We’ve been keeping ourselves busy! What’s that? You want to know more? Well, certainly. We’ve got lots of news:

  • Jenny and I are doing some guest blogging on the Head First Labs website, talking about what it’s like writing a Head First book (and whatever else we feel like talking about). I’ll be doing the posts this week, starting with one called “How We Made Head First C# Different”. I’ll probably get a little more technical near the end of the week — there’s only so much anyone wants to read about writing books. (Or is there?)
  • We’ve put up a new training page, because we’ve been getting a lot of questions about training. It’s a list of the various courses we offer on project management and software development. Right now, we’re mainly concentrating on training corporate teams — we’ll go into a company and do a few days of training for a team. We’ve been getting an increasing number of inquiries about putting together classes that are open to the public, though. If you’re interested in that, please drop us a note using our contacts page and we’ll let you know the next time we’re offering one.
  • Last week we were invited to do our “Why Projects Fail” talk for the PMINYC Breakfast Roundtable. After the talk, one of the audience members came up to me to thank us for doing a presentation that wasn’t boring. I thought that was pretty cool! Anyway, here are the slides from the talk.

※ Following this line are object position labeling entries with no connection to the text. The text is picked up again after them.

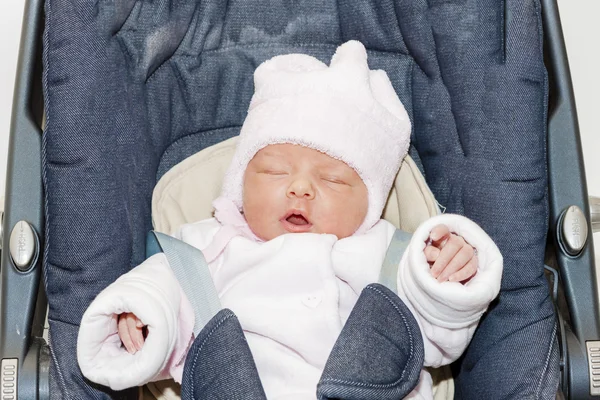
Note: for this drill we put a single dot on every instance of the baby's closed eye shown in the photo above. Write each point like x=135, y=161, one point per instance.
x=334, y=179
x=276, y=172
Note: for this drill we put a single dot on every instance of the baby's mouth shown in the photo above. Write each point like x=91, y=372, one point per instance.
x=296, y=222
x=297, y=219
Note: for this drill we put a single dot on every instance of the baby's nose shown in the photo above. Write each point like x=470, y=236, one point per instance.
x=301, y=188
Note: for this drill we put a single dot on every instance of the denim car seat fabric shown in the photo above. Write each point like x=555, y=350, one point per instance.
x=133, y=87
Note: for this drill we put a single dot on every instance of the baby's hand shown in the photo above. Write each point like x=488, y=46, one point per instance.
x=131, y=332
x=451, y=258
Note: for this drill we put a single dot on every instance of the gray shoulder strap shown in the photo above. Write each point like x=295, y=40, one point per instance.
x=191, y=270
x=389, y=270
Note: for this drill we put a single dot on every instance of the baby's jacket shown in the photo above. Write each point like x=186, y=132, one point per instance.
x=292, y=296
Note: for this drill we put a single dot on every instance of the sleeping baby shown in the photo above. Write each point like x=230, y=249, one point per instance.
x=297, y=237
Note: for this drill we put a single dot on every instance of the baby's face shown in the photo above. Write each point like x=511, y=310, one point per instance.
x=292, y=189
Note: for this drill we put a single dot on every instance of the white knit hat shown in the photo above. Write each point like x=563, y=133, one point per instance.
x=345, y=110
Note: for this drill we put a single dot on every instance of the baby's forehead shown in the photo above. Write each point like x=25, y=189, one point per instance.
x=295, y=152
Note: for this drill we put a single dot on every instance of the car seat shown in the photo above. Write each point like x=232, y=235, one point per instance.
x=133, y=87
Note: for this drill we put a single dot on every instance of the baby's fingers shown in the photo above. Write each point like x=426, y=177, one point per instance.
x=123, y=330
x=439, y=234
x=451, y=248
x=135, y=332
x=460, y=260
x=431, y=254
x=465, y=273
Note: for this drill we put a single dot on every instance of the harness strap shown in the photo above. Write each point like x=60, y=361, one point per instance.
x=192, y=273
x=389, y=269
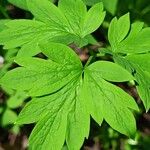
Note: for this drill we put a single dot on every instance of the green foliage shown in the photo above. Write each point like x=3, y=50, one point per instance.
x=128, y=43
x=110, y=6
x=57, y=24
x=67, y=93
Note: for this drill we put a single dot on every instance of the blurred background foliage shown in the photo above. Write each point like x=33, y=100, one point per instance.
x=11, y=102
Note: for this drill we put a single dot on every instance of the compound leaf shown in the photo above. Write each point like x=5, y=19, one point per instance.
x=64, y=95
x=52, y=24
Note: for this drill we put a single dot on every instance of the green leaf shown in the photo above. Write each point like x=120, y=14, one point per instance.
x=37, y=73
x=110, y=6
x=52, y=24
x=19, y=3
x=64, y=95
x=113, y=99
x=54, y=133
x=111, y=71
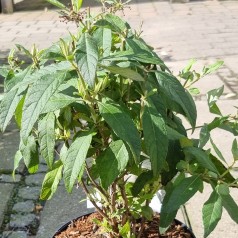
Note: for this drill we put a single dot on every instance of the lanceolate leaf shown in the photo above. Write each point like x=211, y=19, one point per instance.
x=125, y=72
x=113, y=22
x=46, y=128
x=112, y=162
x=86, y=56
x=103, y=36
x=75, y=159
x=121, y=123
x=175, y=91
x=30, y=154
x=156, y=139
x=231, y=206
x=58, y=101
x=181, y=193
x=11, y=99
x=212, y=211
x=51, y=181
x=36, y=98
x=212, y=97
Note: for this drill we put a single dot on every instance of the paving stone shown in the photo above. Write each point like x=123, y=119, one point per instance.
x=35, y=179
x=61, y=209
x=5, y=193
x=31, y=193
x=24, y=207
x=14, y=234
x=7, y=178
x=22, y=221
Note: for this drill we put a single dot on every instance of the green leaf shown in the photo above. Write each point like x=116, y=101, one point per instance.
x=211, y=68
x=86, y=56
x=113, y=161
x=235, y=150
x=202, y=158
x=22, y=48
x=17, y=159
x=121, y=123
x=59, y=101
x=103, y=37
x=30, y=154
x=37, y=74
x=139, y=47
x=75, y=159
x=18, y=112
x=37, y=96
x=77, y=4
x=175, y=92
x=46, y=129
x=218, y=152
x=230, y=205
x=51, y=181
x=113, y=22
x=155, y=136
x=53, y=52
x=125, y=72
x=181, y=193
x=11, y=99
x=147, y=212
x=212, y=97
x=141, y=181
x=57, y=4
x=204, y=136
x=211, y=213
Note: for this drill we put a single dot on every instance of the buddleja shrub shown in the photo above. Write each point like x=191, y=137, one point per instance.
x=115, y=109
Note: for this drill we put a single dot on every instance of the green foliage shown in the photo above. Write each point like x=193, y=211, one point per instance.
x=116, y=113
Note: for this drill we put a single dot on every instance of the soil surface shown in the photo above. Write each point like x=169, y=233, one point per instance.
x=85, y=227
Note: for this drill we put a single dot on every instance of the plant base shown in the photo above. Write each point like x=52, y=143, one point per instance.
x=84, y=227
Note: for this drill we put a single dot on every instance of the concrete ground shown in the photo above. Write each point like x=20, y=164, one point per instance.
x=205, y=30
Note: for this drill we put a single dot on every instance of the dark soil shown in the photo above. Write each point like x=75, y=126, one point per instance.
x=84, y=227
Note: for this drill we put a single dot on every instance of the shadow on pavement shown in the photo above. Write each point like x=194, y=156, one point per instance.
x=31, y=5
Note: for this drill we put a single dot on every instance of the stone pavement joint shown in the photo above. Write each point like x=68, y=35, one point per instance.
x=205, y=30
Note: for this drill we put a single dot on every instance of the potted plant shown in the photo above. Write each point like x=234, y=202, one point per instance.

  • We’ve been doing our “Why Projects Fail” talk at companies around town. If you work at a company in New York City and want some insight into why projects fail, you’ve got a brown-bag lunch program (or some other kind of program where your company brings speakers in to do a talk), and you can get a reasonably-sized audience together, get in touch with us — we’re usually happy to come in and do it as part of our New York outreach program. It’s generally pretty fun, and a good way to take your mind off of the job for an hour.